La decoración fue de “Alicia en el país de las maravillas” ya que es mi obra favorita de Lewis Carroll, Ben lo sabía así que respetó y estuvo de acuerdo en hacerlo así, aunque la paleta de color destacó el blanco, negro y rojo. Tuvimos algunos problemas con los tiempos, pero nada de gravedad, la cena fue: crema de elote, spaghetti al pesto, suprema de pollo en salsa de mango rellena de verduras con queso crema, verduras cocidas. A las 12, chilaquiles.
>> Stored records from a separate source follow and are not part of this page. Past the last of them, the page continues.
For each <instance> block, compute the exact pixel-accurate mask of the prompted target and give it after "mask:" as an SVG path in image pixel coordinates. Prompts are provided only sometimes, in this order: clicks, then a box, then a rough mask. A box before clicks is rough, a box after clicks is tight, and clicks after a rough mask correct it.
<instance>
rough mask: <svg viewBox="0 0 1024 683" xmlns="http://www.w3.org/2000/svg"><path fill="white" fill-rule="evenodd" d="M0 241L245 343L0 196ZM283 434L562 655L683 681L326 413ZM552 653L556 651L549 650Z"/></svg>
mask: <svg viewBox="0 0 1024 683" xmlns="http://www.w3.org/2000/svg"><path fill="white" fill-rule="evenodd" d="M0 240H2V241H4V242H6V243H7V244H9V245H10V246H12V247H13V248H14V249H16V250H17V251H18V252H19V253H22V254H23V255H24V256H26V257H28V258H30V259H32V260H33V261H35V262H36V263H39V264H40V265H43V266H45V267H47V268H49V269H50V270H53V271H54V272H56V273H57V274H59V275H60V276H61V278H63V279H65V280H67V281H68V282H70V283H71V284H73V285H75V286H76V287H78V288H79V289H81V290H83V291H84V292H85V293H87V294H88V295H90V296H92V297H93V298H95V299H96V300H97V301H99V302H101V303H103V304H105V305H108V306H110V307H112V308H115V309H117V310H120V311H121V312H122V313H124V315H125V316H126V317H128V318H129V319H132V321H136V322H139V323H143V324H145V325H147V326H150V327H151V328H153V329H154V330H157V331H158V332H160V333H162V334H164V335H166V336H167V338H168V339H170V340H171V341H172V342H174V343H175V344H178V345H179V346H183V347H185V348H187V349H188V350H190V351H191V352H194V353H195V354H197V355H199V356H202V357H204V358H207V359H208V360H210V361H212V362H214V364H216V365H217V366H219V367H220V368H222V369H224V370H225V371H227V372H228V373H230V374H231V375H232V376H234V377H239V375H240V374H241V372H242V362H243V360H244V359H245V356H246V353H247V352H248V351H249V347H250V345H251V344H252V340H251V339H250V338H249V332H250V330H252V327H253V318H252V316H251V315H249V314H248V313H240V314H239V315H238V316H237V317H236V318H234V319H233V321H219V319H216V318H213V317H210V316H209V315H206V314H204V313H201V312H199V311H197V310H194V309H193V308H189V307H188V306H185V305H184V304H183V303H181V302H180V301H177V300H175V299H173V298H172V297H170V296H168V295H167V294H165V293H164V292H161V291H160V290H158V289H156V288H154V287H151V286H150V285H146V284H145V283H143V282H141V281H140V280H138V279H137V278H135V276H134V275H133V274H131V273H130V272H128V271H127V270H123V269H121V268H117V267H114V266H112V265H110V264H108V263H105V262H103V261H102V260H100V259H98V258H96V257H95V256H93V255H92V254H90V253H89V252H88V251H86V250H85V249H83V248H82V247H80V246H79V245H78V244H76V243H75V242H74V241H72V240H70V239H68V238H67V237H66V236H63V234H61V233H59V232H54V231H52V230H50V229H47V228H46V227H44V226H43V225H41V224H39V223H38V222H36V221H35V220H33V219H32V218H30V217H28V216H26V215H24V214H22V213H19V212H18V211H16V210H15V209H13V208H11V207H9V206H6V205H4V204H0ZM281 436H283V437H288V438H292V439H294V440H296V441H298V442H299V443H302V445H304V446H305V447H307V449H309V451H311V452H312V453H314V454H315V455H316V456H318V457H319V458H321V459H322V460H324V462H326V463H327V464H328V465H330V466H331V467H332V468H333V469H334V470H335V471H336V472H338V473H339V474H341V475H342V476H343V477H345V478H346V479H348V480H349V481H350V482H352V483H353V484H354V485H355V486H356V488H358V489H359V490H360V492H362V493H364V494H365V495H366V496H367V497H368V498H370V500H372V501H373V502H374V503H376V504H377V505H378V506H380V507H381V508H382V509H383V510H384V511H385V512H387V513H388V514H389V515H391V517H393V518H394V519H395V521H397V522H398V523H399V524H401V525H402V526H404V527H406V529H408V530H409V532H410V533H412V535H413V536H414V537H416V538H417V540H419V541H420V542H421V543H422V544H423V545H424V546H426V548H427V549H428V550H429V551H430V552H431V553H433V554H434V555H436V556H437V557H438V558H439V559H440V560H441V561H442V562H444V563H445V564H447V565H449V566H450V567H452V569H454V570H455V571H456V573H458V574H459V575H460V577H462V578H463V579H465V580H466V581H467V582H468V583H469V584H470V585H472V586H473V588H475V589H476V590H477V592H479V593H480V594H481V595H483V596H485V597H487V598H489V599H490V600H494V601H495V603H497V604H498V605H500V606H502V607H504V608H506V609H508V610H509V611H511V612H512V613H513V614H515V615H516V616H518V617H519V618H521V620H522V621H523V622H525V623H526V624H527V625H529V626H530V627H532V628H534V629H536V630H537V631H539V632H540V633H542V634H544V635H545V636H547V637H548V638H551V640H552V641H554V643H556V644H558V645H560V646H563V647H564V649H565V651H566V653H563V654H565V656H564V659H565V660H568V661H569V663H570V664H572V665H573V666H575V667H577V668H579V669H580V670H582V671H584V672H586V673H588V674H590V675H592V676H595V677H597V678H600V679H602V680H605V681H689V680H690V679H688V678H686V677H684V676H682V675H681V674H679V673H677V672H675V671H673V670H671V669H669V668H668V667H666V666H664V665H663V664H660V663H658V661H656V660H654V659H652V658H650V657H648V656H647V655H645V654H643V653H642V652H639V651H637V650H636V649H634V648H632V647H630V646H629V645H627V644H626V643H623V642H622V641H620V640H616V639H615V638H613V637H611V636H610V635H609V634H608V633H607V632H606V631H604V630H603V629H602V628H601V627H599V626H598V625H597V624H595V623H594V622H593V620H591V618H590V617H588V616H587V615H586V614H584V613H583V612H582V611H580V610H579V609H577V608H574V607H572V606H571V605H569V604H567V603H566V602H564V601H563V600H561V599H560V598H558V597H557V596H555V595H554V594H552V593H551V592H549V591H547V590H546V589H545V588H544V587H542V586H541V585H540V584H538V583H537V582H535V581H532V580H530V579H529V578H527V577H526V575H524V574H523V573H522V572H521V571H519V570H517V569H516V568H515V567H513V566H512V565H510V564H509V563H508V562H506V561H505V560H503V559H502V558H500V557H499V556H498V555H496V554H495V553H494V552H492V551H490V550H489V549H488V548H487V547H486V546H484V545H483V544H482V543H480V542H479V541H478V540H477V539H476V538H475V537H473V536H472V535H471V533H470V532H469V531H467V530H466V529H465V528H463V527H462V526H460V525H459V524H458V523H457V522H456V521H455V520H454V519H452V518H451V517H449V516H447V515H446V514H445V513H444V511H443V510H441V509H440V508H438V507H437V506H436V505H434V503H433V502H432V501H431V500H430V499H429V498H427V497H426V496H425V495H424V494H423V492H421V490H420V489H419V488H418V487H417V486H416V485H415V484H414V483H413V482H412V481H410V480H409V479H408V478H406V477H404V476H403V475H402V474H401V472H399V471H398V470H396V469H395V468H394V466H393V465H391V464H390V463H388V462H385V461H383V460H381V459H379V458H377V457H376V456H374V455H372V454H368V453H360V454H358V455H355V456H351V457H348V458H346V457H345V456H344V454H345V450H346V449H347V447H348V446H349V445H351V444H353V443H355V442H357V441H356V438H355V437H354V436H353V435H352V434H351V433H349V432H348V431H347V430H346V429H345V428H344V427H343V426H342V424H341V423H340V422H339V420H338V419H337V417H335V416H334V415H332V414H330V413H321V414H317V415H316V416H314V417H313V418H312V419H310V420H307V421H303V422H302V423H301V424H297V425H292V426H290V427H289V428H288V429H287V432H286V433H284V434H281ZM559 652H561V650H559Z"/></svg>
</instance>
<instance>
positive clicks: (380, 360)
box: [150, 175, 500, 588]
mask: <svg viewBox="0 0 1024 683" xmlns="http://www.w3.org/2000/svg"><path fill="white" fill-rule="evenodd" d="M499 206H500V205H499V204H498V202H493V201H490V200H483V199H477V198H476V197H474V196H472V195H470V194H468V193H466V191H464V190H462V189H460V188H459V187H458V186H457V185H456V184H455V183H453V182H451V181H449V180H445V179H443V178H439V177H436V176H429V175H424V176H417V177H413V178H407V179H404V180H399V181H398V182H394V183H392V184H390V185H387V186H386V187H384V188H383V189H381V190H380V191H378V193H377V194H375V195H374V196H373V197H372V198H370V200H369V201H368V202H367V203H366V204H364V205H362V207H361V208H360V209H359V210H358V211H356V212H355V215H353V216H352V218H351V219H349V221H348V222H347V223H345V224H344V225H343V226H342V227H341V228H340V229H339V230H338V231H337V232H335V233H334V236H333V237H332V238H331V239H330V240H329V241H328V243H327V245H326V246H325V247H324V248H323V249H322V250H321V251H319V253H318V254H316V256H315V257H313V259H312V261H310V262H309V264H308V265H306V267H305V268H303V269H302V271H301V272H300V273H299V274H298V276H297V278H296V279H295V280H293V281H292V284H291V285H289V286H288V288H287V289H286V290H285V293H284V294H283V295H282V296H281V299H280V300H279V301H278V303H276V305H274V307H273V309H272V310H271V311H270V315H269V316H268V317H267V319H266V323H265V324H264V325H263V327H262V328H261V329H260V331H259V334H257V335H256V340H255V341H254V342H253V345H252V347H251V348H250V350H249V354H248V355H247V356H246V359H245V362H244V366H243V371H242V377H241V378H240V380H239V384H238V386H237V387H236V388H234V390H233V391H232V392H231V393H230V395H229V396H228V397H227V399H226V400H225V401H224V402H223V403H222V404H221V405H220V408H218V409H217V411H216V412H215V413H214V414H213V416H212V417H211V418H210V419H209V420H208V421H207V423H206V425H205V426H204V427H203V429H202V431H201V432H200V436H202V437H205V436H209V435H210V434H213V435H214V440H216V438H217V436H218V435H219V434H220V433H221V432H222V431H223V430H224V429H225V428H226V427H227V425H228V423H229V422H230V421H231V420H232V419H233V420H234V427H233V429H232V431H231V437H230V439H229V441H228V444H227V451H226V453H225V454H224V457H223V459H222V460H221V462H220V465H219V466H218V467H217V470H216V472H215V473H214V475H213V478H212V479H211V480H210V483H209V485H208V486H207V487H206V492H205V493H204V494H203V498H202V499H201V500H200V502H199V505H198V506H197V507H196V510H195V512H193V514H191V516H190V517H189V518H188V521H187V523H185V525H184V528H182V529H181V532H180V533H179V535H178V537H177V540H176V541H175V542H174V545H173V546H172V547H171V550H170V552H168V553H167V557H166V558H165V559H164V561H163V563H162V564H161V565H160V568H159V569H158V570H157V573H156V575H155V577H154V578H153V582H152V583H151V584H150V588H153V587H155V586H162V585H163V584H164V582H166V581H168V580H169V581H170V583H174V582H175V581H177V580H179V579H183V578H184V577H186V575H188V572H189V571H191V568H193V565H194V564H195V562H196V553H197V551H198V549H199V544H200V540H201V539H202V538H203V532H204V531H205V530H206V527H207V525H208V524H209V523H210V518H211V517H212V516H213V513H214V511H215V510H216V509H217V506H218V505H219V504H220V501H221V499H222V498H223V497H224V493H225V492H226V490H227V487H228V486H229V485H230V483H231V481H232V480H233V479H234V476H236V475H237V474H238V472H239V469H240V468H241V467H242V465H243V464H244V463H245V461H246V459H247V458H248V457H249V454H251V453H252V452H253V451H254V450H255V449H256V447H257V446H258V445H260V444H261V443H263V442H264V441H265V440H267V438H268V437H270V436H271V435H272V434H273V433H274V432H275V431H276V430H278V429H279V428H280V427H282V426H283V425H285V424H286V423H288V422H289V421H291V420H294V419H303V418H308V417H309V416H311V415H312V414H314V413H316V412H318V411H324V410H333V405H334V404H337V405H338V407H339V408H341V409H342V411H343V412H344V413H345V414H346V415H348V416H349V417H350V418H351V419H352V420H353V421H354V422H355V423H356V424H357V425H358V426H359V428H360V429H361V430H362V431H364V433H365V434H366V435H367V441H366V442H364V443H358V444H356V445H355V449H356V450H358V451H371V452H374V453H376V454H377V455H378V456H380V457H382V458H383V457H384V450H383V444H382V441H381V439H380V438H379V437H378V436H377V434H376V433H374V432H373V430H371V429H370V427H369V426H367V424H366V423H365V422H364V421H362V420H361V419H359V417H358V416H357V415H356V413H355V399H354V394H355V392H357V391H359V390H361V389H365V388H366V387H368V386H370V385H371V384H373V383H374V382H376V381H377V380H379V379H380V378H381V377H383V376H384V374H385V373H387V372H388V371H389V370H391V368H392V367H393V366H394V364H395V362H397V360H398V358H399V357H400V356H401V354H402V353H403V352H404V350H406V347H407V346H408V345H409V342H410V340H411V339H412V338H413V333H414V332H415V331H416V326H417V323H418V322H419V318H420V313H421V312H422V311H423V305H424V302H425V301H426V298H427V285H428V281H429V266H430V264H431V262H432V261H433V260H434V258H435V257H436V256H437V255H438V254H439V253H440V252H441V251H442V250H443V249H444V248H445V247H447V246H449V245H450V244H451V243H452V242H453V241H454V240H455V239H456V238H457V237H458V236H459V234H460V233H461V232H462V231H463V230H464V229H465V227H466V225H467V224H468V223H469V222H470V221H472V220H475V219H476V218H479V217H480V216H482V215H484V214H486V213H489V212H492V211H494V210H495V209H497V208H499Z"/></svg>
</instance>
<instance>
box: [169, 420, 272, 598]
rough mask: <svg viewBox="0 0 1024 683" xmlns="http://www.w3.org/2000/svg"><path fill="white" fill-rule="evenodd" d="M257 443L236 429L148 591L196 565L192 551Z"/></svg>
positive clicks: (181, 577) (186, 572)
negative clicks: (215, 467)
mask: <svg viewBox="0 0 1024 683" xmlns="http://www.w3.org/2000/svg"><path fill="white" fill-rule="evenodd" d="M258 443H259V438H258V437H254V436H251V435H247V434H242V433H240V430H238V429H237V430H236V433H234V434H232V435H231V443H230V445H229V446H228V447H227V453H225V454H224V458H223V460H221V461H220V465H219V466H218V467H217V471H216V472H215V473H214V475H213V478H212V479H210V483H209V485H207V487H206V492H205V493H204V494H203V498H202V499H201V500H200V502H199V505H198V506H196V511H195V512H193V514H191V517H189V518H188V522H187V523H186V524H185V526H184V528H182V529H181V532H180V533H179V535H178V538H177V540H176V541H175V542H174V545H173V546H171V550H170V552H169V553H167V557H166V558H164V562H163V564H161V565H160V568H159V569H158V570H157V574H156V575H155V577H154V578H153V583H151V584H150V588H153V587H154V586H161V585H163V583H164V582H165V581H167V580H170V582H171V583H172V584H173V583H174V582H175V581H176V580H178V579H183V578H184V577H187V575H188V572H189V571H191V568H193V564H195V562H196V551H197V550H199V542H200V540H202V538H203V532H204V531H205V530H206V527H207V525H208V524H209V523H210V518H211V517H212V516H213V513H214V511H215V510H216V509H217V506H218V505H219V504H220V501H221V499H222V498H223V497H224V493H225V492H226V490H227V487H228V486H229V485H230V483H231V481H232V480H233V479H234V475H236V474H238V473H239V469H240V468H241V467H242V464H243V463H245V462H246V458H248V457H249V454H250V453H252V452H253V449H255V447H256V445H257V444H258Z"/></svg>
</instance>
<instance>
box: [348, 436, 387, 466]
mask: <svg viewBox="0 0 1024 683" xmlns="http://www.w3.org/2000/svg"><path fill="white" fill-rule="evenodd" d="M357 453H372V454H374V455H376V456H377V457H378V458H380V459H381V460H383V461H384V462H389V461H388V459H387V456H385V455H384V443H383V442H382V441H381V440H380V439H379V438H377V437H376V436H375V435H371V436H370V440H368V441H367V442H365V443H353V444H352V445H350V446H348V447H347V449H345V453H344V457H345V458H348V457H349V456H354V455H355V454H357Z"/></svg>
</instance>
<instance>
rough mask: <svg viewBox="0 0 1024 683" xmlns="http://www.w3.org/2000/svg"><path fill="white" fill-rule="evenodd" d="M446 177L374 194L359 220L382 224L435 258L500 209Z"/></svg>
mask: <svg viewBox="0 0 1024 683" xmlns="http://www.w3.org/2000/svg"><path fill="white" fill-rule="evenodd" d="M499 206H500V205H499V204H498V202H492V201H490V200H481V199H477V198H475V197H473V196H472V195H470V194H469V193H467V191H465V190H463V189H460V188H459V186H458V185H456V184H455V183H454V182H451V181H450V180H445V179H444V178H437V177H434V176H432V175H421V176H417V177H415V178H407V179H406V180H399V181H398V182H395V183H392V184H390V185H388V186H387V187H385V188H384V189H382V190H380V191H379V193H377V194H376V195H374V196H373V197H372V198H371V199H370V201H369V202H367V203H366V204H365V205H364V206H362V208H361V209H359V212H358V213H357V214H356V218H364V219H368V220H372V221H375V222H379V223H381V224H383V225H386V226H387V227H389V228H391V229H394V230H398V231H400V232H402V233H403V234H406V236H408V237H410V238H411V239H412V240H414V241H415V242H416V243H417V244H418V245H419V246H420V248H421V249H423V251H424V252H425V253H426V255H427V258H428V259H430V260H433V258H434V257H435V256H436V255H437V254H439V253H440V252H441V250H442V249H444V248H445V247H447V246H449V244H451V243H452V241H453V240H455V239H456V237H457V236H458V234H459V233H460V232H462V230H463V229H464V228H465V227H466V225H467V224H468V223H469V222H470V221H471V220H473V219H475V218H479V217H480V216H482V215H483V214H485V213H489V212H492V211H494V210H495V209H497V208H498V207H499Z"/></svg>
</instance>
En fin, ese momento fue mágico, donde hubo un choque de emociones entre euforia, nostalgia y mucha felicidad, hubiera deseado que durara más pero mi gran día para mí y mi esposo fue perfecto y a pesar de los pequeños inconvenientes no cambiaría nada porque si no, no sería única y especial. Amé el hecho de poder compartir mi felicidad con las personas que amo y realmente me hicieron muy feliz con su presencia. Cada vez que recuerdo mi día una sonrisa se dibuja en mi rostro y no puedo evitar ver las fotos, aunque ahora es difícil verlas porque él está separado de mí, pero sé que esto nos hará más fuertes y sé que solo será temporal hasta que el trámite de migración dé resultados y nos permita estar juntos, ya que es difícil pensar que la persona que amas y que esté a tantos km de distancia, en fin.
Gracias por leerme y espero que mi crónica haya podido ser bastante gráfica ya que me encanta transmitir eso en mis escritos, que mientras lo lean se imaginen ese momento, tal vez no como pasó en realidad, pero a su perspectiva y jugar un poco con su creatividad e imaginación.